Tear Gas: Illegal in Warfare, Legal in Ferguson
International law bans the use of tear gas in warfare, but it’s legal as a form of crowd control. Oppressive regimes use it to quell political dissent in places like Bahrain and Egypt. But images from protests in Ferguson, Missouri – with tear gas clouding the sky and protesters fleeing for cover – show that the use of tear gas is alive and well in the United States.
You know something is wrong in when activists in the Middle East need to give your citizens tips on how to deal with tear gas and excessive police force.
Tear gas is a chemical weapon that triggers pain receptors, which leads to tear and mucous production and muscle cramps in the eyelids. Sven-Eric Jordt, a Duke University scientist, told Vox that “there are situations where [tear gas] can be very dangerous or lethal,” especially if someone has a preexisting condition like asthma. The excess mucous production can make someone feel like they are suffocating. Very little is known about its long-term effects, though Jordt is currently researching them. “I'm very concerned that, as use has increased, tear gas has been normalized,” he says. “The attitude now is like, this is safe and we can use it as much as we want.”

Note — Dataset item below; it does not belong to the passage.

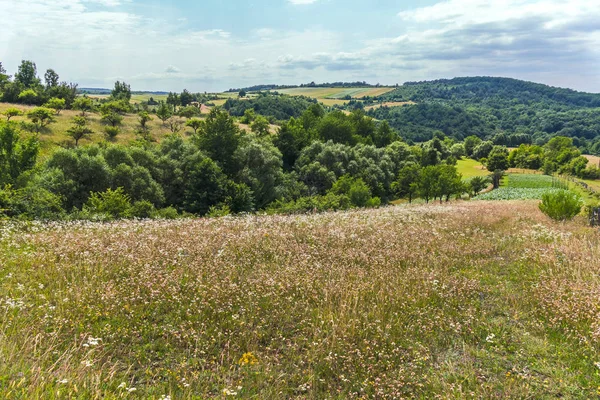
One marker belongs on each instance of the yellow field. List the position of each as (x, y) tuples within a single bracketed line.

Often, it’s not the gas itself but the canister that causes injury and death. In Bahrain—a close US ally—the police and security forces have killed pro-democracy protesters with gas canisters. The United States and South Korea stopped exporting tear gas to Bahrain. But the U.S. government continues to ship tear gas to Egypt, where the new military dictatorship has used it on peaceful protestors.
But when U.S. police departments are dousing Americans with tear gas, it's difficult for the government to make a compelling case against its use abroad.